In the case that $\mathbf{M}$ is symmetric positive definite (i.e. symmetric, and $|\mathbf{M}| > 0$,), I believe I'm right in saying that $|\mathbf{Q}^T \mathbf{M}^{-1} \mathbf{Q}| > 0$.

Obviously, no. For example $Q = 0$. In fact, whenever $m > n$, you'll get a zero determinant.
We observe the case when $m \le n$. Let $Q = U \Sigma V^T$ be an SVD of $Q$. Then $$Q^T M^{-1} Q = V \Sigma^T U^T M^{-1} U \Sigma V^T.$$ So, $$\mathop{\rm det}(Q^T M^{-1} Q) = \mathop{\rm det}(V) \mathop{\rm det}(\Sigma^T U^T M^{-1} U \Sigma) \mathop{\rm det}(V^T) = \mathop{\rm det}(\Sigma^T U^T M^{-1} U \Sigma).$$
Denoting $\Sigma = \mathop{\rm diag}(\sigma_1,\dots,\sigma_m) \in \mathbb{R}^{n \times m}$, we see that $\Sigma^T U^T M^{-1} U \Sigma$ is $U^T M^{-1} U$ with $i$-th row multiplied by $\sigma_i$ and $j$-th row multiplied by $\sigma_j$, so $$\mathop{\rm det}(\Sigma^T U^T M^{-1} U \Sigma) = \left( \prod_{k=1}^m \sigma_k \right)^2 \mathop{\rm det}(U^T M^{-1} U) = \left( \prod_{k=1}^m \sigma_k \right)^2 \mathop{\rm det} M^{-1} = \frac{\left( \prod_{k=1}^m \sigma_k \right)^2}{\mathop{\rm det} M}.$$ So, $\mathop{\rm det}(Q^T M^{-1} Q) > 0$ if and only if $\mathop{\rm rank} Q = m$; otherwise $\mathop{\rm det}(Q^T M^{-1} Q) = 0$.

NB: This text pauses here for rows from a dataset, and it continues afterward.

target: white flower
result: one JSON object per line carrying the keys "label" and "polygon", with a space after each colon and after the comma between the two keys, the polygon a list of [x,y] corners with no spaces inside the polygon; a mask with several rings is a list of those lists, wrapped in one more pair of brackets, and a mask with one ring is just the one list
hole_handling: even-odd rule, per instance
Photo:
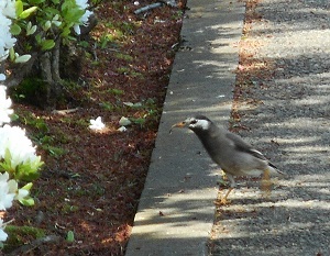
{"label": "white flower", "polygon": [[76,3],[78,5],[79,9],[85,10],[85,13],[82,14],[82,16],[80,16],[79,22],[80,24],[75,24],[74,25],[74,31],[79,35],[80,34],[80,25],[88,25],[88,19],[89,16],[92,14],[91,11],[86,10],[89,4],[87,3],[88,0],[76,0]]}
{"label": "white flower", "polygon": [[0,62],[8,57],[16,40],[10,33],[11,20],[15,18],[15,0],[0,1]]}
{"label": "white flower", "polygon": [[4,242],[8,237],[8,234],[3,231],[3,220],[0,219],[0,242]]}
{"label": "white flower", "polygon": [[30,138],[25,135],[25,131],[19,126],[10,126],[6,124],[0,127],[0,159],[6,158],[10,153],[11,169],[15,169],[21,164],[40,163],[41,157],[36,156],[35,147]]}
{"label": "white flower", "polygon": [[102,118],[98,116],[96,120],[90,120],[89,129],[91,130],[102,130],[106,127],[106,124],[102,123]]}
{"label": "white flower", "polygon": [[14,19],[16,16],[15,0],[0,1],[0,10],[4,16]]}
{"label": "white flower", "polygon": [[0,174],[0,210],[6,210],[12,205],[12,200],[15,197],[13,192],[18,185],[14,180],[8,180],[9,174]]}
{"label": "white flower", "polygon": [[9,123],[9,115],[13,113],[13,110],[10,109],[11,99],[7,98],[6,89],[7,87],[0,85],[0,126],[3,123]]}

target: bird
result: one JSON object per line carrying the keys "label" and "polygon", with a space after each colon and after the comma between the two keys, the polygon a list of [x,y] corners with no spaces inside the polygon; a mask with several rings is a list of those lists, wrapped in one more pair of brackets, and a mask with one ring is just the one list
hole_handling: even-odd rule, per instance
{"label": "bird", "polygon": [[200,140],[211,159],[220,166],[226,174],[230,186],[221,204],[228,204],[229,193],[237,187],[234,176],[261,176],[262,190],[270,191],[271,175],[285,175],[274,164],[272,164],[261,152],[246,143],[238,134],[231,133],[223,126],[216,125],[210,119],[202,114],[187,118],[185,121],[176,123],[174,127],[188,127]]}

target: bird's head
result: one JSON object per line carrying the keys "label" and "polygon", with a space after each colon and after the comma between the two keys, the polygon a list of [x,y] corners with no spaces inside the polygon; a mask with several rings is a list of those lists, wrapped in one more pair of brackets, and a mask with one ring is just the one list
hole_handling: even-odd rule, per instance
{"label": "bird's head", "polygon": [[[212,122],[205,115],[196,115],[194,118],[188,118],[180,123],[176,123],[172,126],[174,127],[188,127],[194,132],[202,132],[209,130]],[[170,129],[170,131],[172,131]]]}

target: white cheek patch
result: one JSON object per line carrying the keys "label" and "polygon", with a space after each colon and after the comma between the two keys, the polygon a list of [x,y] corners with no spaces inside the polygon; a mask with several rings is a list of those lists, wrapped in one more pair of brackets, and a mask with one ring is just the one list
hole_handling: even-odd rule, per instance
{"label": "white cheek patch", "polygon": [[208,130],[210,127],[210,122],[207,120],[198,120],[195,124],[196,127],[201,127],[202,130]]}

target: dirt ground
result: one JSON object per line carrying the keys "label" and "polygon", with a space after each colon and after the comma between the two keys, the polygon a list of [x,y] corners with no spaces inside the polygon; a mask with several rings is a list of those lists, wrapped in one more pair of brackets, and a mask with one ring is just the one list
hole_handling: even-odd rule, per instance
{"label": "dirt ground", "polygon": [[[138,4],[139,3],[139,4]],[[152,1],[103,1],[85,42],[74,103],[53,112],[15,103],[45,162],[34,183],[35,205],[15,205],[12,224],[41,229],[48,242],[22,232],[8,241],[12,255],[123,255],[157,133],[185,1],[134,14]],[[89,120],[107,129],[94,132]],[[119,121],[132,124],[120,132]],[[67,234],[74,234],[74,242]],[[20,247],[22,244],[26,246]]]}

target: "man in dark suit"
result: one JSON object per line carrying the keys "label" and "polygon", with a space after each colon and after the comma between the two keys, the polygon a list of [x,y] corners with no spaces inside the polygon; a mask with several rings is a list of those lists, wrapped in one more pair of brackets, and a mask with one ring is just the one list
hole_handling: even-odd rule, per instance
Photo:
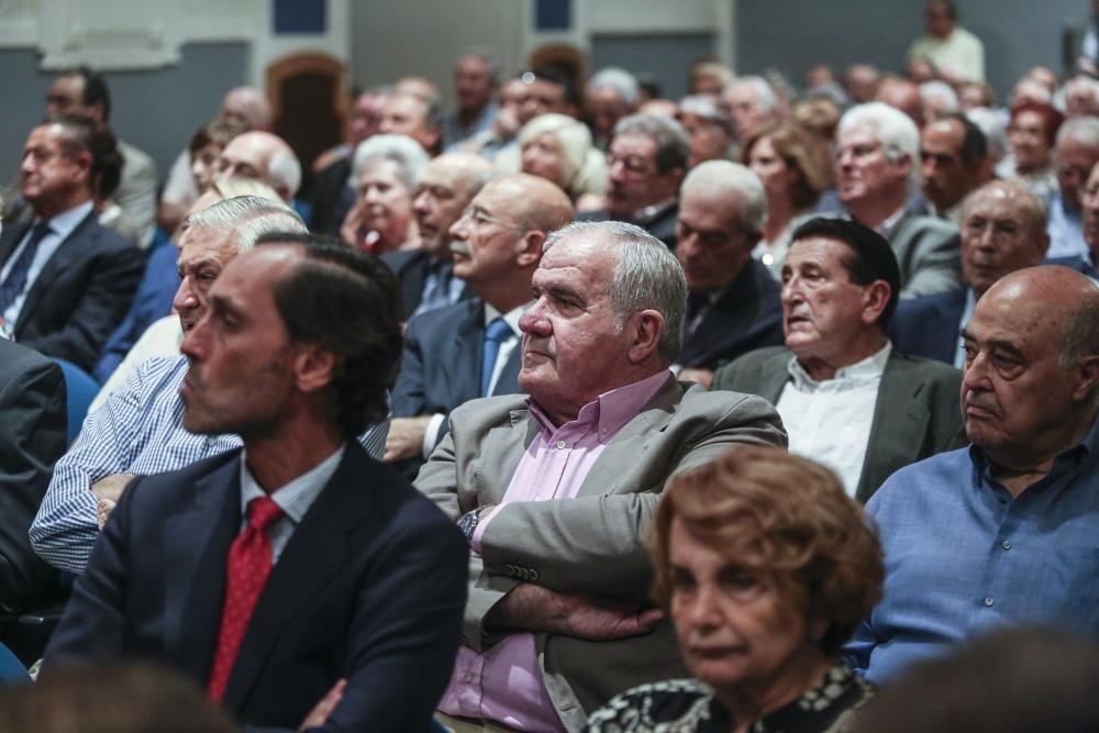
{"label": "man in dark suit", "polygon": [[454,659],[467,554],[354,441],[387,410],[396,282],[345,246],[279,234],[234,258],[209,301],[182,345],[184,426],[237,433],[243,452],[122,495],[46,673],[141,656],[257,728],[422,733]]}
{"label": "man in dark suit", "polygon": [[623,118],[614,125],[609,155],[607,209],[580,220],[636,224],[675,249],[677,196],[690,157],[682,127],[655,114]]}
{"label": "man in dark suit", "polygon": [[778,282],[752,258],[767,216],[759,178],[729,160],[709,160],[684,180],[676,257],[687,277],[679,378],[710,385],[737,356],[782,343]]}
{"label": "man in dark suit", "polygon": [[530,397],[455,410],[417,477],[474,549],[440,703],[471,719],[444,720],[459,731],[577,732],[615,693],[685,674],[648,601],[643,537],[664,484],[739,445],[786,442],[764,400],[668,370],[687,286],[659,240],[582,222],[544,249],[521,321]]}
{"label": "man in dark suit", "polygon": [[885,238],[811,220],[793,232],[782,282],[786,346],[719,369],[714,389],[771,401],[790,451],[830,466],[864,502],[897,469],[964,445],[961,373],[886,338],[900,268]]}
{"label": "man in dark suit", "polygon": [[473,297],[453,277],[451,226],[491,177],[492,164],[473,153],[446,153],[423,169],[412,199],[420,248],[381,256],[401,282],[406,318]]}
{"label": "man in dark suit", "polygon": [[962,368],[962,329],[977,301],[1004,275],[1041,265],[1048,247],[1042,199],[1015,181],[986,184],[963,207],[965,287],[901,302],[890,326],[893,344],[906,354]]}
{"label": "man in dark suit", "polygon": [[0,338],[0,609],[26,611],[44,601],[57,571],[26,535],[65,453],[65,380],[56,364]]}
{"label": "man in dark suit", "polygon": [[144,258],[99,225],[91,124],[51,116],[31,131],[20,169],[26,226],[0,236],[0,319],[19,341],[90,370],[125,316]]}
{"label": "man in dark suit", "polygon": [[413,318],[386,460],[415,476],[467,400],[519,391],[519,319],[531,301],[531,276],[553,230],[573,220],[568,196],[526,174],[489,182],[451,227],[454,274],[477,299]]}

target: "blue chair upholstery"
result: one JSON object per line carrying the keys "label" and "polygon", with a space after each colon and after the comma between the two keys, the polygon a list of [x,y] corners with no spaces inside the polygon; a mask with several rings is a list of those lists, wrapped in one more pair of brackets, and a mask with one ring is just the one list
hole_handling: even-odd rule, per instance
{"label": "blue chair upholstery", "polygon": [[80,425],[84,424],[84,419],[88,414],[88,408],[99,392],[99,382],[71,362],[55,358],[54,363],[62,368],[62,374],[65,375],[65,390],[68,393],[66,401],[69,421],[68,442],[69,445],[73,445],[73,441],[80,434]]}

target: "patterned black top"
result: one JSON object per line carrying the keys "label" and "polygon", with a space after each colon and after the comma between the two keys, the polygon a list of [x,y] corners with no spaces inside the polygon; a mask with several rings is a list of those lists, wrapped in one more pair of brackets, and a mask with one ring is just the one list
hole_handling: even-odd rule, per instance
{"label": "patterned black top", "polygon": [[[873,688],[843,663],[820,685],[752,724],[752,733],[832,733],[845,730],[847,714]],[[669,679],[628,690],[588,719],[588,733],[729,733],[732,715],[697,679]]]}

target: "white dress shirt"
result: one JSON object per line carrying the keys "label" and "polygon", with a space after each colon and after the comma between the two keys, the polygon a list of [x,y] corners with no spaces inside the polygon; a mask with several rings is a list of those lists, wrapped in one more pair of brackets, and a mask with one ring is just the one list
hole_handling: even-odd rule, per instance
{"label": "white dress shirt", "polygon": [[874,407],[891,351],[887,341],[877,353],[823,381],[810,377],[793,357],[790,381],[775,406],[790,435],[790,453],[834,470],[851,497],[863,476]]}

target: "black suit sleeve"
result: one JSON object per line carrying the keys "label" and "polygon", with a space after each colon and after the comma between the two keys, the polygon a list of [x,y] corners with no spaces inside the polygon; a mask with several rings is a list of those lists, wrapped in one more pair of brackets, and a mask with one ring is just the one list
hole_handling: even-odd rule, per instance
{"label": "black suit sleeve", "polygon": [[26,352],[21,359],[0,349],[0,606],[25,611],[42,598],[55,571],[26,533],[45,496],[54,463],[65,453],[65,381],[57,365]]}

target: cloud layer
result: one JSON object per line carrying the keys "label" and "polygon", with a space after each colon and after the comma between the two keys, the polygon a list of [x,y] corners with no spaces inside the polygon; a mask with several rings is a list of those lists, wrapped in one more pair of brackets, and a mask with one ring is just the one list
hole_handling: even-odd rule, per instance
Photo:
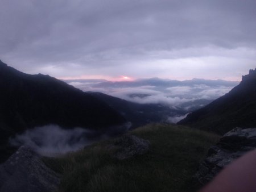
{"label": "cloud layer", "polygon": [[57,77],[238,80],[255,68],[255,7],[254,0],[2,0],[0,57]]}
{"label": "cloud layer", "polygon": [[[216,99],[229,92],[238,82],[193,79],[178,81],[159,78],[112,82],[99,80],[67,81],[84,91],[101,92],[135,103],[161,104],[172,108],[194,107],[201,101]],[[187,104],[186,104],[187,103]],[[190,107],[189,107],[190,106]]]}

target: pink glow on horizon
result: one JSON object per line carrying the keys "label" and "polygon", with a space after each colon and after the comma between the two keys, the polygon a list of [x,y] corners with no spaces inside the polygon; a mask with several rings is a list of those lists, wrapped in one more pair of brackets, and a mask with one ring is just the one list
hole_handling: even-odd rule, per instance
{"label": "pink glow on horizon", "polygon": [[113,77],[105,76],[65,76],[65,77],[57,77],[57,79],[63,80],[93,80],[93,79],[102,79],[110,81],[134,81],[135,78],[128,77],[126,76],[120,76],[118,77]]}

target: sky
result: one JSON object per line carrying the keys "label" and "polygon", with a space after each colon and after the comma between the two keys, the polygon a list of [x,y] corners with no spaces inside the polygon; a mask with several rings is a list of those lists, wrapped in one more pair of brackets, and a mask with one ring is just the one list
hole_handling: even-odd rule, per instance
{"label": "sky", "polygon": [[0,59],[62,79],[240,81],[255,0],[1,0]]}

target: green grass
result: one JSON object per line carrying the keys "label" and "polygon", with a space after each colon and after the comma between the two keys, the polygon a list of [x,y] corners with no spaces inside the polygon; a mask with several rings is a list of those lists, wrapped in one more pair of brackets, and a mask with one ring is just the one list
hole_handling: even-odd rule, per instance
{"label": "green grass", "polygon": [[180,126],[151,124],[129,133],[150,141],[150,151],[113,158],[114,139],[79,152],[44,159],[63,174],[60,191],[192,191],[192,176],[219,137]]}

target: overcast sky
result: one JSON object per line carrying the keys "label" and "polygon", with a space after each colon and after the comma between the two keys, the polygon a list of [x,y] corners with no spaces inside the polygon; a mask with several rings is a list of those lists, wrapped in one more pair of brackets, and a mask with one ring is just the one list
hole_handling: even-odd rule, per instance
{"label": "overcast sky", "polygon": [[240,80],[255,0],[1,0],[0,59],[57,78]]}

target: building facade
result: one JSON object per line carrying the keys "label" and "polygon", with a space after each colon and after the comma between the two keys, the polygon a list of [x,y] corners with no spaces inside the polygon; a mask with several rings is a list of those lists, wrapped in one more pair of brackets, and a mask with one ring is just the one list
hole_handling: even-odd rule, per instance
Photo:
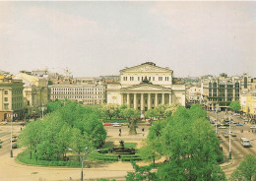
{"label": "building facade", "polygon": [[69,84],[49,86],[51,100],[69,99],[82,104],[102,104],[104,103],[105,88],[102,84]]}
{"label": "building facade", "polygon": [[46,78],[20,73],[15,76],[24,83],[24,105],[28,114],[39,113],[40,107],[50,100],[50,90]]}
{"label": "building facade", "polygon": [[209,77],[201,82],[201,102],[208,110],[224,110],[231,101],[240,101],[241,94],[252,90],[253,78],[244,74],[240,77]]}
{"label": "building facade", "polygon": [[120,71],[119,83],[107,84],[107,103],[126,104],[142,112],[159,104],[185,106],[185,86],[172,84],[173,71],[146,62]]}
{"label": "building facade", "polygon": [[14,119],[23,118],[23,85],[22,80],[0,76],[0,121],[10,121],[10,115],[17,115]]}

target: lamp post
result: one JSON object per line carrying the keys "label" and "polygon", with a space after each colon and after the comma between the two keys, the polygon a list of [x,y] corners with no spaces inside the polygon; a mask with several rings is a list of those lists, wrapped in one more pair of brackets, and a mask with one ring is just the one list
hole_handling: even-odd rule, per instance
{"label": "lamp post", "polygon": [[215,133],[217,134],[217,107],[215,109]]}
{"label": "lamp post", "polygon": [[[74,152],[77,152],[78,153],[78,151],[73,151],[72,149],[68,149],[70,151],[74,151]],[[86,147],[85,148],[85,151],[84,151],[84,155],[80,155],[80,154],[78,154],[79,155],[79,157],[80,157],[80,160],[81,160],[81,165],[82,165],[82,170],[81,170],[81,181],[83,181],[83,167],[84,167],[84,161],[85,161],[85,159],[86,159],[86,155],[89,153],[89,151],[87,151],[87,150],[88,150],[88,147]],[[87,153],[87,154],[86,154]]]}
{"label": "lamp post", "polygon": [[229,154],[228,154],[228,159],[231,159],[231,119],[228,117],[229,120]]}
{"label": "lamp post", "polygon": [[45,107],[44,106],[44,104],[42,103],[42,105],[41,105],[41,119],[43,119],[43,111],[45,110],[45,109],[47,109],[47,107]]}
{"label": "lamp post", "polygon": [[7,114],[7,117],[10,117],[11,118],[11,157],[13,157],[13,119],[14,117],[18,117],[18,114],[14,114],[13,112],[10,113],[10,114]]}

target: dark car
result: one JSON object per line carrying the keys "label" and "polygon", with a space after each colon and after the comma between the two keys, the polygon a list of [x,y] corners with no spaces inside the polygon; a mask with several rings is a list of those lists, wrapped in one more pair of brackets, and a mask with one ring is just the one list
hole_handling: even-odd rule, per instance
{"label": "dark car", "polygon": [[17,144],[12,144],[12,149],[17,149],[17,148],[18,148]]}
{"label": "dark car", "polygon": [[236,126],[243,126],[243,124],[241,124],[241,123],[238,123],[238,124],[236,124]]}

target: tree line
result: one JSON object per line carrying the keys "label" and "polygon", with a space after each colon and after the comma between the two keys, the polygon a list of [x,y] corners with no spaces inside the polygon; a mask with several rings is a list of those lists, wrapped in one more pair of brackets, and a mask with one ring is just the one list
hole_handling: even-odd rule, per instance
{"label": "tree line", "polygon": [[47,111],[43,120],[31,122],[21,134],[31,158],[65,160],[69,149],[80,153],[86,147],[95,149],[103,144],[106,131],[97,109],[58,100],[47,104]]}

• Thanks very much for your detailed reply. I should have said that one of the conditions of the linear system in my application is that $rank(Q) = m <= n$. From the last statement of your answer I guess that does confirm it then, $det(Q^T M^{-1} Q) > 0$ . Brilliant, thanks again!